A medic intercepted him before he'd gone three steps. Young woman, barely older than he apparently was, with exhaustion carved into every line of her face.

"Injuries?"

"Ribs—two, maybe three fractures. Shoulder was dislocated, I set it myself. Head wound, definitely concussion." He touched the gash along his scalp. "Memory's patchy. I don't remember much of what happened to my unit."

"We'll get you checked out. Might be some swelling, could explain the gaps." She made a note on something, a clipboard of some kind. "The girl?"

"Uninjured. Shock, probably. She watched her family die."

The medic's expression flickered, something human breaking through the professional mask, before she nodded. "We'll get her processed. You, sit. I'll check your ribs when I have a minute."

Yuki was led away. He watched her go, feeling something unclench in his chest. She'd made it. She was safe, or as safe as anyone was in this world.
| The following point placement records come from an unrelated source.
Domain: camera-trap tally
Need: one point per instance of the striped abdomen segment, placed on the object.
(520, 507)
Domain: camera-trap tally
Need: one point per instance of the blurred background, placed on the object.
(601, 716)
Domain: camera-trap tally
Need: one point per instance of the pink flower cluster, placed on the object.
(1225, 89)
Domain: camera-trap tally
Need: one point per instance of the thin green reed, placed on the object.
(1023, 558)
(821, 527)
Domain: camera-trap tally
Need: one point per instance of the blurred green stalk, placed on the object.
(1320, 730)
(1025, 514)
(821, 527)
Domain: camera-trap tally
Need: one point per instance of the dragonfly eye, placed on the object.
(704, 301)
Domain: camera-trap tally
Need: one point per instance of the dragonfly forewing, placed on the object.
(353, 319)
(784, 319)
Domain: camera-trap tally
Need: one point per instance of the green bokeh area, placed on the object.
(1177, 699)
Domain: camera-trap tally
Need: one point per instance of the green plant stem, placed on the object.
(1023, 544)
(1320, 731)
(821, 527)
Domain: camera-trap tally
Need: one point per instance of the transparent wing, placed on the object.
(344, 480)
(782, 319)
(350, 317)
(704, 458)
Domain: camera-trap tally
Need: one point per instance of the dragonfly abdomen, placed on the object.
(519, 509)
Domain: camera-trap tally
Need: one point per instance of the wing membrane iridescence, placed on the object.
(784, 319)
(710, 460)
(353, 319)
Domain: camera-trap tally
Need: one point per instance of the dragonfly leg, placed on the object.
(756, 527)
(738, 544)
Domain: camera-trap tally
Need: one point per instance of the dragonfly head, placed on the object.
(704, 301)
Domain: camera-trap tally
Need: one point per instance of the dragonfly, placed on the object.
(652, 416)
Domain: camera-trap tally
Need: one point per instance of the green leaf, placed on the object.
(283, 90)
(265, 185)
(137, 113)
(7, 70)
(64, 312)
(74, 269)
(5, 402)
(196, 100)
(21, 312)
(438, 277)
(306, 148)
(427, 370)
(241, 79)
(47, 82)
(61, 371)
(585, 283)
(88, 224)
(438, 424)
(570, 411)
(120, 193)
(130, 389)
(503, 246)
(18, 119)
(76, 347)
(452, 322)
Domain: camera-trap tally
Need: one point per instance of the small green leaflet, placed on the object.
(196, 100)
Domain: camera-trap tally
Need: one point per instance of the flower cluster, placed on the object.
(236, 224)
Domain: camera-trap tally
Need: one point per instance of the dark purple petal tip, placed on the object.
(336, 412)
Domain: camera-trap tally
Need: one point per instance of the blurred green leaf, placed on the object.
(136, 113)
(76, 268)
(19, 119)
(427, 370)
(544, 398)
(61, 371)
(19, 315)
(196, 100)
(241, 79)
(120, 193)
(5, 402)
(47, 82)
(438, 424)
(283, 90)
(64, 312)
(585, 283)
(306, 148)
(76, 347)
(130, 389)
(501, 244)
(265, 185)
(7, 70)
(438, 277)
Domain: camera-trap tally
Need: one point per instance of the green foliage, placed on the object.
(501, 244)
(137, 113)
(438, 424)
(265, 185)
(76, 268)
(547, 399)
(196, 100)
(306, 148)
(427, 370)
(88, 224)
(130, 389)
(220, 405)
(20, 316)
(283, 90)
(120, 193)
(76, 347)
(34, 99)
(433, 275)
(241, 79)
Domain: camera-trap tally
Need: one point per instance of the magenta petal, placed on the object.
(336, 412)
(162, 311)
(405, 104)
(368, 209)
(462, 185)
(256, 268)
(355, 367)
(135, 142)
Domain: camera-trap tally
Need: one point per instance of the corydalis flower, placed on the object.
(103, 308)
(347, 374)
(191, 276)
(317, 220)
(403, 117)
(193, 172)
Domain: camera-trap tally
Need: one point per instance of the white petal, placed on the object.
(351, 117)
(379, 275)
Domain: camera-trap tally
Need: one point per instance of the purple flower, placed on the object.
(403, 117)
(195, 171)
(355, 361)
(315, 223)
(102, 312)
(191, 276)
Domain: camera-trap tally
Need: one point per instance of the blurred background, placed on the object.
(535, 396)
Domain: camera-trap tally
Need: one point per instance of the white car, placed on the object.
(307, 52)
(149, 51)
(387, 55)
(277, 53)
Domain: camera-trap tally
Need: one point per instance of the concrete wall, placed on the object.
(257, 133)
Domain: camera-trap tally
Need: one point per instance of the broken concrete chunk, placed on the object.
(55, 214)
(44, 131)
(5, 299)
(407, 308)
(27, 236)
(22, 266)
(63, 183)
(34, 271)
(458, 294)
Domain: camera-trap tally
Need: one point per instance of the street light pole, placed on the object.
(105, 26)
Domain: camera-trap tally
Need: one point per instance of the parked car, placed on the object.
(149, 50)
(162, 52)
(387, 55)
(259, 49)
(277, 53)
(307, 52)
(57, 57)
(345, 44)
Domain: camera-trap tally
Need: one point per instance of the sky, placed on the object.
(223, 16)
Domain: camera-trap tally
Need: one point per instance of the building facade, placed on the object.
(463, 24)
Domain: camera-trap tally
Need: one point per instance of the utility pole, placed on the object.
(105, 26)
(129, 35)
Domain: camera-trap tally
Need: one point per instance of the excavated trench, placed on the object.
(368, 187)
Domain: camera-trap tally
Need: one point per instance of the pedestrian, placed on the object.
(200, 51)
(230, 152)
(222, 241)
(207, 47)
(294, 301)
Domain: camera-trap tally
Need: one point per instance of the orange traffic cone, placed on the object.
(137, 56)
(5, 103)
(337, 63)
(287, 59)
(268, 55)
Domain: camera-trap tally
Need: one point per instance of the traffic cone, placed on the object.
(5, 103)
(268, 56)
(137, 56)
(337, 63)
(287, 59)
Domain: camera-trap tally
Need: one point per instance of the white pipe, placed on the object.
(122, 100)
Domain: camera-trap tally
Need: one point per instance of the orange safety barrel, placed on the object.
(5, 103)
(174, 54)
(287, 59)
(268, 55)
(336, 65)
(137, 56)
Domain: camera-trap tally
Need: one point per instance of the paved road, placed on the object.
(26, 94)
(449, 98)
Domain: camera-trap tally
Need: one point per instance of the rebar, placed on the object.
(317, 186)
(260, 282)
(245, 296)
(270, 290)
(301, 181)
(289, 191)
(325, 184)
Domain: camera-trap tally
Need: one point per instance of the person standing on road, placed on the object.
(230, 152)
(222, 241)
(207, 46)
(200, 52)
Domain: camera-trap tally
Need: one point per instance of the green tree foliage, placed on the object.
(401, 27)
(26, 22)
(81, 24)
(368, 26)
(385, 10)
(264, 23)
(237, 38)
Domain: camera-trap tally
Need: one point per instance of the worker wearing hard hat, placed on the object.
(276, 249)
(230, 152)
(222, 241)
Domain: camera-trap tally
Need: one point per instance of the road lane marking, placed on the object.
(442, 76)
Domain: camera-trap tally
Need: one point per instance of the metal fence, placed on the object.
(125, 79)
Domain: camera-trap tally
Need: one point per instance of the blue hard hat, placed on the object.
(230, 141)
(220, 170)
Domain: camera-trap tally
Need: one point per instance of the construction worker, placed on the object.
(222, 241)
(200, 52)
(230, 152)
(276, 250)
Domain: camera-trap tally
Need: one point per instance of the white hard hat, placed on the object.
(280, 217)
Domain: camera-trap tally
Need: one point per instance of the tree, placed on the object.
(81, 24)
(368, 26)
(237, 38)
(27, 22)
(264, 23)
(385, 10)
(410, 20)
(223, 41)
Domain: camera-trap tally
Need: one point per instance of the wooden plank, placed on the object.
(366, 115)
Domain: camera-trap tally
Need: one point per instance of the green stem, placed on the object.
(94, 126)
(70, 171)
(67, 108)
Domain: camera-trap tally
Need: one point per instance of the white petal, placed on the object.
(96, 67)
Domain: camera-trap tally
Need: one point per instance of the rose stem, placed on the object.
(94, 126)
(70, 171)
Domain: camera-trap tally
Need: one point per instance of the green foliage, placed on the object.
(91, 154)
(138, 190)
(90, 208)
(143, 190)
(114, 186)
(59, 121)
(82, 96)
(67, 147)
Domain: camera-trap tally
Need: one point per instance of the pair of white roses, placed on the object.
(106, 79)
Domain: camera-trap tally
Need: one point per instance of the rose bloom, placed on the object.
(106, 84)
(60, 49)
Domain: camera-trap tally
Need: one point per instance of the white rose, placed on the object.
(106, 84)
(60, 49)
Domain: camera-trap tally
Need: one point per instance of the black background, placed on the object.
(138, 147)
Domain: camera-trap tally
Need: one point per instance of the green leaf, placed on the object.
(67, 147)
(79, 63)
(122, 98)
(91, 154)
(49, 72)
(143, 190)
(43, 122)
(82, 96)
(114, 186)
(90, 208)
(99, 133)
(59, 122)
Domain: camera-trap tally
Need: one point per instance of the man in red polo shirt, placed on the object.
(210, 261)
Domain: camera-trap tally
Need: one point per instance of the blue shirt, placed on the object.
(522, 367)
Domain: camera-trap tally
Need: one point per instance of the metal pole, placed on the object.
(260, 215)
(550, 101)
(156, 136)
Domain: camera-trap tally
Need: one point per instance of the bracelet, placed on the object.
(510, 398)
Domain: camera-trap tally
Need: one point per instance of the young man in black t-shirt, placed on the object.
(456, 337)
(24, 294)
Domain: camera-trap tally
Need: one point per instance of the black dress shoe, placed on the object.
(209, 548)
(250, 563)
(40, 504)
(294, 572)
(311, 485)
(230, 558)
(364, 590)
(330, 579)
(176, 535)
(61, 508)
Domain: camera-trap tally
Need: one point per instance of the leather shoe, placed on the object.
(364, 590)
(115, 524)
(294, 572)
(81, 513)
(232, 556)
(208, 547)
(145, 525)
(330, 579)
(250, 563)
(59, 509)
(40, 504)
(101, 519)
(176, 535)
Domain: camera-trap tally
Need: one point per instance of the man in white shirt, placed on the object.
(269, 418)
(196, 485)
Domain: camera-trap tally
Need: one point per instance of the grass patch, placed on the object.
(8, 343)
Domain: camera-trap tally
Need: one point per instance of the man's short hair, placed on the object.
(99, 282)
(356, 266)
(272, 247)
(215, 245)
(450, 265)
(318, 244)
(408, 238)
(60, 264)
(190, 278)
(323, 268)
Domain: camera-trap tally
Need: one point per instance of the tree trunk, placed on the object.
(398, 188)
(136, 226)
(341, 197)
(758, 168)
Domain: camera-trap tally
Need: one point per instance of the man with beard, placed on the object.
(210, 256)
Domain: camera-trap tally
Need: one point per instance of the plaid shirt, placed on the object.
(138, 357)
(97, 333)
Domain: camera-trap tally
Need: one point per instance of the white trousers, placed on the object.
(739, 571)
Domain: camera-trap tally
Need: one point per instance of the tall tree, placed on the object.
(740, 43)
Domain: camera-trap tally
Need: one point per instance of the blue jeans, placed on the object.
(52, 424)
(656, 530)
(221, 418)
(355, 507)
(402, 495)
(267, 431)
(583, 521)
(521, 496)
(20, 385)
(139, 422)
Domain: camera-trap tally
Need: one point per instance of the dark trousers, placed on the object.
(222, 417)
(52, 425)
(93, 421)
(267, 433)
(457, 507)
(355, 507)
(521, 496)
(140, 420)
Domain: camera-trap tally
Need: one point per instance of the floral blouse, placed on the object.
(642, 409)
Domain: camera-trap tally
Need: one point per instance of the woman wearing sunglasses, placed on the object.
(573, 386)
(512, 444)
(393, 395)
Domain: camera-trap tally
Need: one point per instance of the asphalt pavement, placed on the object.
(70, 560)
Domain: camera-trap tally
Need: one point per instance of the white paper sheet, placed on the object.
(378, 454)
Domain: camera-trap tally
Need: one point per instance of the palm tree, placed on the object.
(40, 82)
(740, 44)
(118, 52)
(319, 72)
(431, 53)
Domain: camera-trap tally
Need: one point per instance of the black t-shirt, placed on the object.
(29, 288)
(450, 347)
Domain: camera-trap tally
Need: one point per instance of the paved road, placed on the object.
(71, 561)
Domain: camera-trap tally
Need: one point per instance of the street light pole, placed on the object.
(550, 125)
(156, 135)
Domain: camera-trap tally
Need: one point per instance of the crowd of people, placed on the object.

He found an empty corner and sat. Let his head fall back against the canvas.

Around him, the camp hummed with the organized chaos of war. Orders shouted. Supplies hauled. Somewhere, someone was screaming, a wound being treated, or a nightmare too powerful to stay silent.

And he sat there, in a body that wasn't his, in a world that shouldn't exist, and tried to figure out what the hell he was supposed to do next.

Survive first.

He was working on it.

Think later.

Later, then. Later he'd figure out the rules of this impossible place. Later he'd decide what to do with his fragmented knowledge of a future that hadn't happened yet. Later he'd grieve the life he'd lost and the person he'd been and all the things he'd never see again.

Later.

For now, there was just this: a tent full of wounded, a war still raging, and a body that needed to heal before it could be useful.

He closed his eyes.

When he opened them again, it was dark, and someone was pressing a cup of water into his hands.

"Drink," the young medic said. Her voice was gentler now, the crisis of the day receding into exhausted calm. "You look like you need it."

He drank.

Tomorrow, the work would begin. Tomorrow, he'd start learning to live this life he'd stolen or been given or somehow become.

But tonight—just tonight—he let himself rest.